Monday, March 1, 2010

Constantine Christianity

In recent years much criticism* has been heaped upon Constantine Christianity as a distortion of Jesus and Christianity. Folks criticize this 1700 year old deal with the devil that allowed official, Roman recognition of Christianity at the expense of Christians (particularly the hierarchy) expounding the Gospel. In short, the critics argue that in the battle between truth and power, power won out. Eventually (over a 100 years) Christianity become the state religion, and thus lost its ability to speak, "truth to power." Since that time Christian Bishops and Popes and Patriarchs sacrificed the Gospel for the world.

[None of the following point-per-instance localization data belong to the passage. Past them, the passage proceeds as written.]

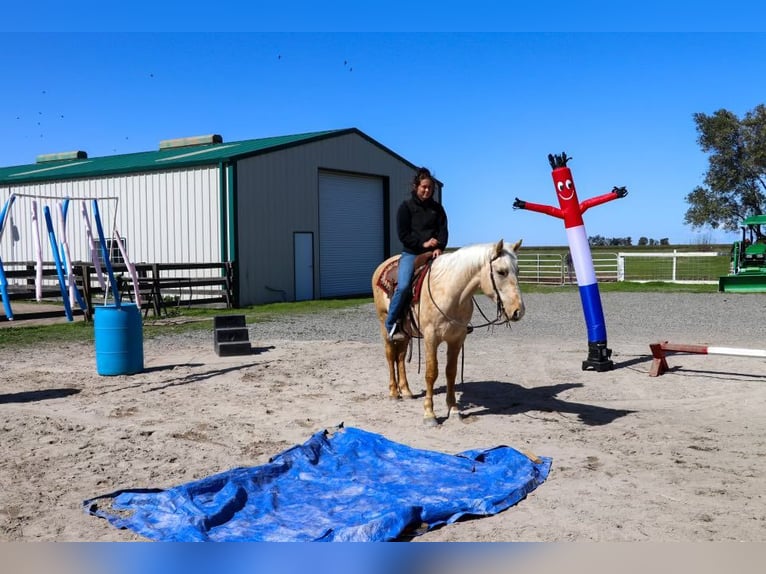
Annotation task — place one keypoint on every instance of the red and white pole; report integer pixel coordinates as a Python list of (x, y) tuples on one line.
[(660, 364)]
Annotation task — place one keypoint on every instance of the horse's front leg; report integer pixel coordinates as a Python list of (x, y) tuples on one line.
[(432, 372), (393, 366), (401, 357), (396, 354), (453, 353)]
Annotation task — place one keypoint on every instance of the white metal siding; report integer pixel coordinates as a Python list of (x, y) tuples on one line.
[(350, 232), (165, 217)]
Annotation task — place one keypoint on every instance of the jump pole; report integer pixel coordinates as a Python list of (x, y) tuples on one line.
[(660, 364)]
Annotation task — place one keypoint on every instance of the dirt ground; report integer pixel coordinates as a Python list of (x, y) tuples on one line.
[(681, 457)]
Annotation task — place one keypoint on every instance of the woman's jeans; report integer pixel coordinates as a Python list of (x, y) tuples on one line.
[(403, 291)]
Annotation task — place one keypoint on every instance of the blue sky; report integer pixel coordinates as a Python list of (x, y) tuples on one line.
[(482, 108)]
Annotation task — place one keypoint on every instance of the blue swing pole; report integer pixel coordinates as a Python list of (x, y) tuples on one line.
[(66, 263), (105, 254), (57, 261), (3, 278)]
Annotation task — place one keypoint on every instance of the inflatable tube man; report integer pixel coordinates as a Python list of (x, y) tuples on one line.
[(571, 211)]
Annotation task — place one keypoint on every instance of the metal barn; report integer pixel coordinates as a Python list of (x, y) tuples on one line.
[(302, 216)]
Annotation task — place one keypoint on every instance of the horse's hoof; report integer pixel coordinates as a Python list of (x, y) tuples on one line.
[(456, 413)]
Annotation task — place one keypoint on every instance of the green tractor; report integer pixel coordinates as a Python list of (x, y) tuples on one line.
[(748, 259)]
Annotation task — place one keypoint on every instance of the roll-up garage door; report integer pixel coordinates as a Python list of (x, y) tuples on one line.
[(350, 233)]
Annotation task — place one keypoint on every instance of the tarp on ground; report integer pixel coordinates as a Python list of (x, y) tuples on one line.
[(342, 485)]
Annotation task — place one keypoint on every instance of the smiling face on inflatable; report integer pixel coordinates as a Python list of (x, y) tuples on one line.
[(565, 189)]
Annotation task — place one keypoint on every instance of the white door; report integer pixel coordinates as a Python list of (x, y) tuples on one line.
[(303, 253)]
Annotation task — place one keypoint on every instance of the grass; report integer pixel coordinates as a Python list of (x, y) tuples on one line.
[(196, 319), (626, 287), (182, 321)]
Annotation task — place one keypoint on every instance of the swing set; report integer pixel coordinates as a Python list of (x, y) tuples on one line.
[(61, 251)]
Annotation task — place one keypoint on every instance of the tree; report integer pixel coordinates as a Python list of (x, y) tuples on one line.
[(735, 184)]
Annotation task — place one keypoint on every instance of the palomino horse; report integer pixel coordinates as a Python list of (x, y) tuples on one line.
[(444, 310)]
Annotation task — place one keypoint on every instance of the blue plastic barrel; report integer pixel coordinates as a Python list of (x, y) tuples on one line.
[(119, 339)]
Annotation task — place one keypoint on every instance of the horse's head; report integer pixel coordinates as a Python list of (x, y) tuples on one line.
[(500, 281)]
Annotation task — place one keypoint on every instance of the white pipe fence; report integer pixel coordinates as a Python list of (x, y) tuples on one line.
[(667, 266)]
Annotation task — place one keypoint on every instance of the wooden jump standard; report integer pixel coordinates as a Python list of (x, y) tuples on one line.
[(660, 365)]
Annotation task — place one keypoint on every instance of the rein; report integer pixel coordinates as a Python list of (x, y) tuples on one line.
[(500, 307), (468, 326)]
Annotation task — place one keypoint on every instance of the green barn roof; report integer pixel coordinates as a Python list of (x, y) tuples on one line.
[(184, 152)]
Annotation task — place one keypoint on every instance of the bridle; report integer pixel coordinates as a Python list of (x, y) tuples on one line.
[(489, 322), (500, 310)]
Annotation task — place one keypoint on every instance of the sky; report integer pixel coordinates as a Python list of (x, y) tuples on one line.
[(479, 96)]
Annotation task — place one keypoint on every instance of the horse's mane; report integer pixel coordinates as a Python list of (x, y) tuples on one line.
[(466, 260)]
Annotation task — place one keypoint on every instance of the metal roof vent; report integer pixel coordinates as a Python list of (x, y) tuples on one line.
[(190, 141), (61, 156)]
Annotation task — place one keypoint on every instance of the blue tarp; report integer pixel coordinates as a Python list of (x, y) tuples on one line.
[(345, 485)]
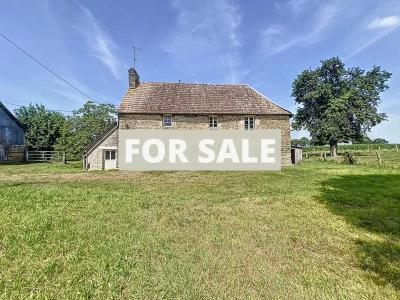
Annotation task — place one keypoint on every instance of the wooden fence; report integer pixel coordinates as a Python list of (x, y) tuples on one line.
[(45, 156)]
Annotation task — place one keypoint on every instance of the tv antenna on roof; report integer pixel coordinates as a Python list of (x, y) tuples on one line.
[(134, 55)]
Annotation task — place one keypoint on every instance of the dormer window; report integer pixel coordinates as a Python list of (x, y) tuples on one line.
[(167, 120), (248, 123), (213, 121)]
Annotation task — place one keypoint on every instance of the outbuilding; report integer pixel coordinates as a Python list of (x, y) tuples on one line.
[(12, 136)]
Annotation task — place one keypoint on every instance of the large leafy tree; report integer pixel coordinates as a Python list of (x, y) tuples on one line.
[(43, 126), (338, 104), (84, 126)]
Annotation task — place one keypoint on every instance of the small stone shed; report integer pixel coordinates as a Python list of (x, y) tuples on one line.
[(153, 105), (12, 137)]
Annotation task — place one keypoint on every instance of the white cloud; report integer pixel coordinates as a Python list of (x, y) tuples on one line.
[(322, 18), (206, 33), (385, 23), (381, 27), (101, 46), (297, 6), (272, 30)]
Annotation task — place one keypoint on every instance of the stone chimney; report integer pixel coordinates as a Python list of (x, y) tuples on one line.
[(134, 79)]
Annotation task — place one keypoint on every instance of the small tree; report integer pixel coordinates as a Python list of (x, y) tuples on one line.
[(338, 104), (84, 126), (304, 141), (295, 142), (43, 126)]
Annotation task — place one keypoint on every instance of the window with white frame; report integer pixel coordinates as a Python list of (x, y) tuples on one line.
[(249, 123), (110, 155), (167, 120), (213, 121)]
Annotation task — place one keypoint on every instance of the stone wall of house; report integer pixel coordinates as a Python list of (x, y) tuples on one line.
[(154, 121), (95, 158)]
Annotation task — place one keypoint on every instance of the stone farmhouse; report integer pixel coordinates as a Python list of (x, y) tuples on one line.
[(154, 105), (12, 137)]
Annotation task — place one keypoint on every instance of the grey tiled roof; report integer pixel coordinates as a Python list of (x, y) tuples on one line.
[(190, 98)]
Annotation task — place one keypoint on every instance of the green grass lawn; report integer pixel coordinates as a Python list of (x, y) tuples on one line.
[(318, 230)]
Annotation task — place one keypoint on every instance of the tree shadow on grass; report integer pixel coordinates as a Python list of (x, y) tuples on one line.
[(371, 202)]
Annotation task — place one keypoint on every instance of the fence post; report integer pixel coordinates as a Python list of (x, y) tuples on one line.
[(379, 158)]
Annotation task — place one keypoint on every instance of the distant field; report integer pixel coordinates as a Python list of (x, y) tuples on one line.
[(389, 158), (355, 147), (318, 230)]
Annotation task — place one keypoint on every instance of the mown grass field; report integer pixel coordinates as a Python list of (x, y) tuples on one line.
[(318, 230)]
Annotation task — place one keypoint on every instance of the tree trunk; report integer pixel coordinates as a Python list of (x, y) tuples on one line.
[(333, 149)]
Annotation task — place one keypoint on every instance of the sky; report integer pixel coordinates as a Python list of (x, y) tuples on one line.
[(265, 44)]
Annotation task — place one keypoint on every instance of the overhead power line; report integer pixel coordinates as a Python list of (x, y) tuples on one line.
[(47, 68), (19, 105)]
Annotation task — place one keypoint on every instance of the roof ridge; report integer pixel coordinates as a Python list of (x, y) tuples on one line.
[(194, 83)]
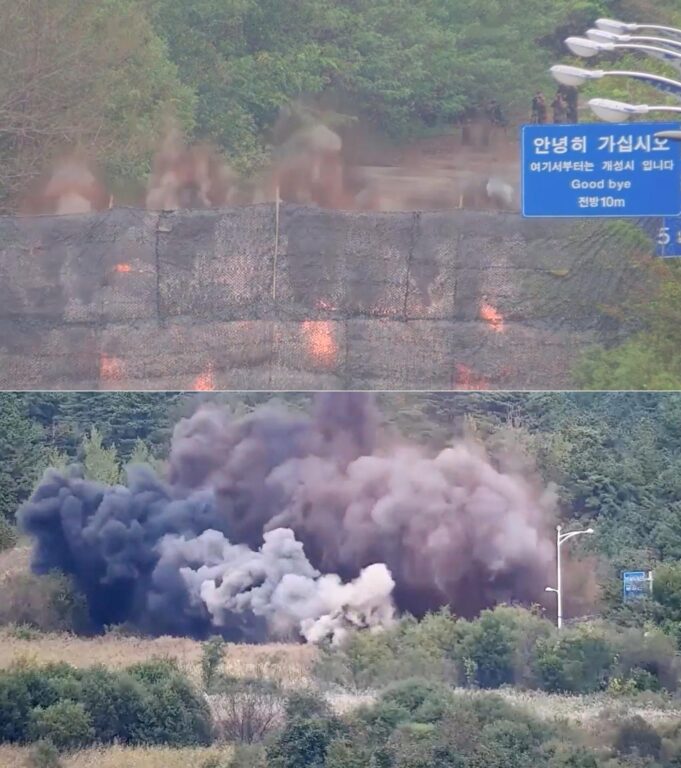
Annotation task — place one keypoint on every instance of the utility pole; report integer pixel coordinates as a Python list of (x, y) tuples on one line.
[(561, 538)]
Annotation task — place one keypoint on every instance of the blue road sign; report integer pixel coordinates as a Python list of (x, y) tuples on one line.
[(600, 170), (635, 584), (669, 239)]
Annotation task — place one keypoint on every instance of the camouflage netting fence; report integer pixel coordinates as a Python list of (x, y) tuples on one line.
[(312, 299)]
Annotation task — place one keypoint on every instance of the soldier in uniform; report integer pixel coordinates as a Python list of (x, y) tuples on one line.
[(559, 108), (539, 111)]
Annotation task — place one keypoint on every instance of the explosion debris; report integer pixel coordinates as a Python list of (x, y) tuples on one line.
[(284, 524), (72, 187)]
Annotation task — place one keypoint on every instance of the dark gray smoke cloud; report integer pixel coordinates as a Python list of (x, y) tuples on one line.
[(288, 524)]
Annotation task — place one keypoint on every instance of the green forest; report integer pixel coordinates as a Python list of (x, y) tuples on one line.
[(614, 460), (105, 77)]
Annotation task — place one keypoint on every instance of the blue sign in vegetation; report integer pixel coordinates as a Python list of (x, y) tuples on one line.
[(600, 170), (635, 584)]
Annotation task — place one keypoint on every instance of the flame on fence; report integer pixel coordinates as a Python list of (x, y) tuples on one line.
[(319, 341), (111, 369), (205, 381), (492, 317), (467, 379)]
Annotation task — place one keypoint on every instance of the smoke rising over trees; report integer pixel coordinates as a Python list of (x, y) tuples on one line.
[(284, 523)]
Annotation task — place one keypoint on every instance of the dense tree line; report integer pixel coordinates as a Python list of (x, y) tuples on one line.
[(224, 68), (615, 459)]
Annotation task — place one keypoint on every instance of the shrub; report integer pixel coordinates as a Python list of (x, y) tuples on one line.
[(175, 714), (248, 756), (44, 755), (49, 603), (648, 659), (420, 701), (66, 724), (489, 645), (15, 708), (211, 658), (304, 704), (8, 534), (302, 744), (117, 704), (637, 737), (579, 661), (246, 710)]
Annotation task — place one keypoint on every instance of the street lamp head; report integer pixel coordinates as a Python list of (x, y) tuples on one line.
[(615, 111), (603, 36), (614, 26), (573, 76), (582, 46)]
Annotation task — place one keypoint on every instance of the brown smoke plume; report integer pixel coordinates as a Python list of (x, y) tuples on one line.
[(281, 523), (71, 187)]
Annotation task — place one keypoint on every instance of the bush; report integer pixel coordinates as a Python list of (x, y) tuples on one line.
[(248, 756), (176, 714), (246, 711), (579, 661), (44, 755), (66, 724), (211, 658), (637, 737), (648, 659), (15, 708), (8, 534), (117, 703), (48, 603)]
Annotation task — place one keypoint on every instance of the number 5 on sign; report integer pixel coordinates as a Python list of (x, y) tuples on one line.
[(669, 238)]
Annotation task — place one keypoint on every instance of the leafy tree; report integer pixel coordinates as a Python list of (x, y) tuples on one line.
[(21, 450), (100, 463), (115, 83)]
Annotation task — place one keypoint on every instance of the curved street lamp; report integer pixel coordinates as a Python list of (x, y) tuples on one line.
[(618, 27), (583, 46), (619, 111), (576, 76), (561, 538), (603, 36)]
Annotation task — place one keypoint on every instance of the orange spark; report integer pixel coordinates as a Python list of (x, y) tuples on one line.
[(205, 382), (319, 341), (466, 379), (325, 305), (492, 317), (110, 368)]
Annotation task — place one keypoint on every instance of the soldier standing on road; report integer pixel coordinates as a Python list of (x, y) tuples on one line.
[(539, 111), (571, 98), (559, 108)]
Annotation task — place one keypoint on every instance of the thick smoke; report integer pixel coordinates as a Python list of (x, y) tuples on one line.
[(286, 524)]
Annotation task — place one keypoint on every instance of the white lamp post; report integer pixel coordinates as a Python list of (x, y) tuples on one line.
[(583, 46), (561, 538), (576, 76), (602, 36), (619, 111), (620, 27)]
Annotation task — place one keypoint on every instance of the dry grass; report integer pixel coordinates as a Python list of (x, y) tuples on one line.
[(289, 664), (13, 561), (121, 757)]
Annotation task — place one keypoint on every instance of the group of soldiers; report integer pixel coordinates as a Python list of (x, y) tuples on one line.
[(563, 107)]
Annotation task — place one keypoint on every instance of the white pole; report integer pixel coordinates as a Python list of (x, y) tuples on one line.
[(559, 590)]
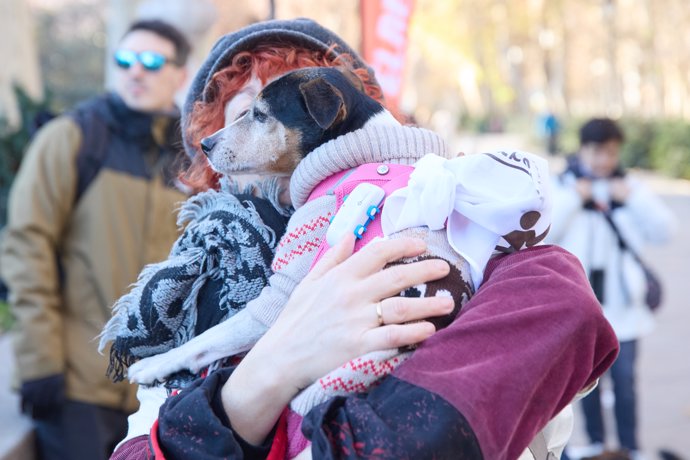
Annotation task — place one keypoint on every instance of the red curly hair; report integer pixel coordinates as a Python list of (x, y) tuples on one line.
[(265, 62)]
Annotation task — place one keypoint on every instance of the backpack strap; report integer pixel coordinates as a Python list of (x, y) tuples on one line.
[(390, 177), (92, 151)]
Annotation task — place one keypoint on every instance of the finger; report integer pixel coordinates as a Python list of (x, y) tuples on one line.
[(397, 310), (397, 335), (378, 253), (396, 278), (333, 257)]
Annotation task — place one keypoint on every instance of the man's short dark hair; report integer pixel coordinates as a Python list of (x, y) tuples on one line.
[(168, 32), (600, 131)]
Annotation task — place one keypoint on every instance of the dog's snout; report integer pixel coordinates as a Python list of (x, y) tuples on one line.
[(207, 144)]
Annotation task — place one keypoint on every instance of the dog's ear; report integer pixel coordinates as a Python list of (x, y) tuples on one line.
[(324, 102), (352, 78)]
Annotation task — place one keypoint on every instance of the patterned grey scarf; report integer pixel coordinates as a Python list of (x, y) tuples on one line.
[(220, 262)]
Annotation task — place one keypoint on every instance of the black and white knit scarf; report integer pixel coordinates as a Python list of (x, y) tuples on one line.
[(220, 262)]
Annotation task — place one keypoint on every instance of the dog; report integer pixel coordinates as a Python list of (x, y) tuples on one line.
[(290, 117)]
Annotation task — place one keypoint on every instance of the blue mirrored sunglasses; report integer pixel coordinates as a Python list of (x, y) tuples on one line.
[(150, 60)]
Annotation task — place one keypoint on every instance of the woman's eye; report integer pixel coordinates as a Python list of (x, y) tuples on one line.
[(259, 116)]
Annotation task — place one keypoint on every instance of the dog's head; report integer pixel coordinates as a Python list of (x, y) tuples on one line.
[(288, 119)]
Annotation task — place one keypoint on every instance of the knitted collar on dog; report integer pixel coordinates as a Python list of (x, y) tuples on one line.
[(371, 144), (230, 239)]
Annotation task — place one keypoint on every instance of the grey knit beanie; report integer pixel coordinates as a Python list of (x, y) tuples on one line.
[(301, 32)]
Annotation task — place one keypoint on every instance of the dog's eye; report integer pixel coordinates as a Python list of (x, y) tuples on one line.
[(259, 116)]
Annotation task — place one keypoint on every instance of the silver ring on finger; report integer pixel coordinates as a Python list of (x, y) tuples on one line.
[(379, 313)]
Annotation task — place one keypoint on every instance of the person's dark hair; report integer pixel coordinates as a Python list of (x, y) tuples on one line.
[(600, 131), (167, 31)]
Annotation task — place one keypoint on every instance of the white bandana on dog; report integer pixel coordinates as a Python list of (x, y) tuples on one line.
[(490, 201)]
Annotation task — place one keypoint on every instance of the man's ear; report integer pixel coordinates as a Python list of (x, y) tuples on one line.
[(324, 102)]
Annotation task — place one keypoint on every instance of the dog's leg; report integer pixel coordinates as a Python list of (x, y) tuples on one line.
[(235, 335)]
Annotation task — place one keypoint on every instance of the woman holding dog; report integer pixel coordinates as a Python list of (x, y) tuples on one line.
[(484, 387)]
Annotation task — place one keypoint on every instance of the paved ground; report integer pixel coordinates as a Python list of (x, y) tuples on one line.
[(664, 368)]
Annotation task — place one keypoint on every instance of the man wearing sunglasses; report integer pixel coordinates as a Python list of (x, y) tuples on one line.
[(92, 204)]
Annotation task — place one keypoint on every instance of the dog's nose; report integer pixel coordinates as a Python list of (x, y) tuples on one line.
[(207, 144)]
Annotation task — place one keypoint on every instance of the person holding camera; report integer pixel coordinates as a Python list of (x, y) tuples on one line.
[(604, 217)]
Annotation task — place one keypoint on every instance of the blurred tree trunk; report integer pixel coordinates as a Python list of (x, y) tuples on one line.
[(19, 57), (120, 14)]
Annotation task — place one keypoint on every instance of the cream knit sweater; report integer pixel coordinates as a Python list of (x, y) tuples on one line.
[(307, 228)]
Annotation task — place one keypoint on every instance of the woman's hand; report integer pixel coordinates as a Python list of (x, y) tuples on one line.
[(330, 319)]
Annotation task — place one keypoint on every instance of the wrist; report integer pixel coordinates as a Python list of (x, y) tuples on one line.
[(256, 394)]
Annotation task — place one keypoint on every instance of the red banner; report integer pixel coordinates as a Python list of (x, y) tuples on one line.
[(384, 43)]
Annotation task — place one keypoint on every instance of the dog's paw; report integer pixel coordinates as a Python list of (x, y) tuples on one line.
[(152, 369)]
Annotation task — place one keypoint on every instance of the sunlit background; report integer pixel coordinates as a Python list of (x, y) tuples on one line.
[(480, 72)]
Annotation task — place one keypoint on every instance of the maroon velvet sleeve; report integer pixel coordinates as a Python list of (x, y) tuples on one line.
[(531, 337), (134, 449)]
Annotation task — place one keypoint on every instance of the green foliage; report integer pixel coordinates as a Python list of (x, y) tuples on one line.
[(670, 151), (13, 141), (6, 318), (662, 145)]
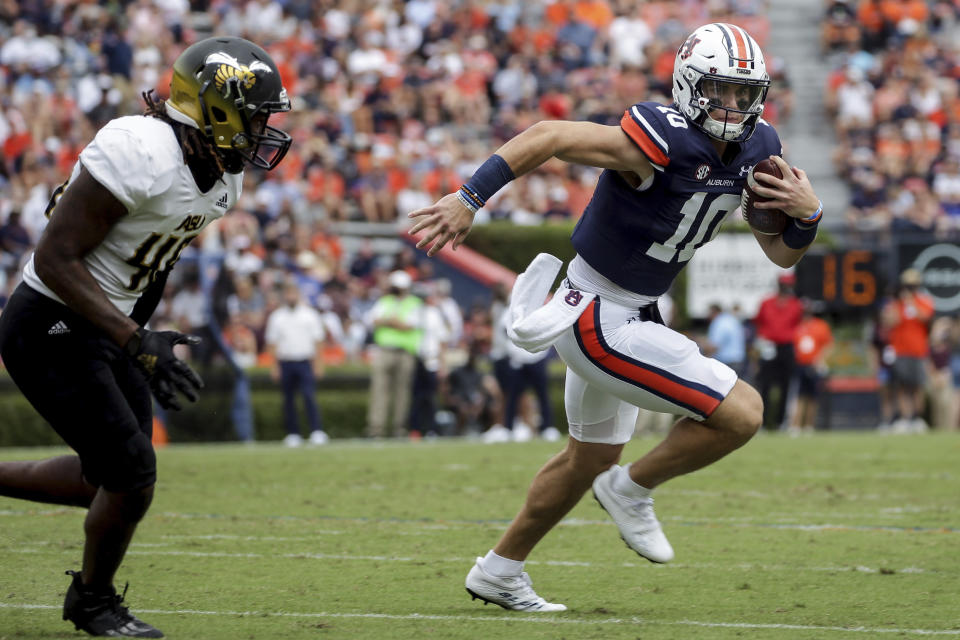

Some of the criticism of this decisive moment in history is true and right. By willingly aligning itself to the official Roman order, the Christian hierarchy lost some of it's ability to fulfill the Gospel. However, too much of the frustration with Constantine Christianity is based on a poor understanding of history, culture, and Christianity.

First, what was the church suppose to do when Constantine the Great declared that Christianity was one of the state religions? Should they have said, "nah, we don't need that, please keep persecuting us"? Should they have said, "boy, we really need less people to believe and live the Gospel so that we won't be noticed by the Roman authorities and thus won't set Christianity down a path of destruction"? No, they did what any reasonable folks would do, they breathed a sigh of relief and thanked the Lord for their deliverance.

Second, was the devil in the deal or is there a little devil in all of us? Much of the justifiable criticism of Church leaders is because those leaders (popes, bishops, etc...) were venal, greedy, and corrupt, and used the church for their own ends. Plenty of church leaders throughout the middle ages and beyond acted with integrity, and used their power and money for good and justice. For example, Ambrose, a rich and powerful man, became Bishop (from deacon to bishop in a week), then sold his possessions, and more often than not advocated for the poor and the dispossessed. Meanwhile, he was an advisor to Emperors and part of the "inner circle."

The criticism of Constantine Christian System is more a criticism of human nature. I believe that State sponsored church ain't a good thing, nevertheless, we ought to be slow to criticize those decisions that saved people from persecution.

*I know I didn't link to any of the critics on the web, but that's because I'm lazy and tired. Just trust me that they are out there.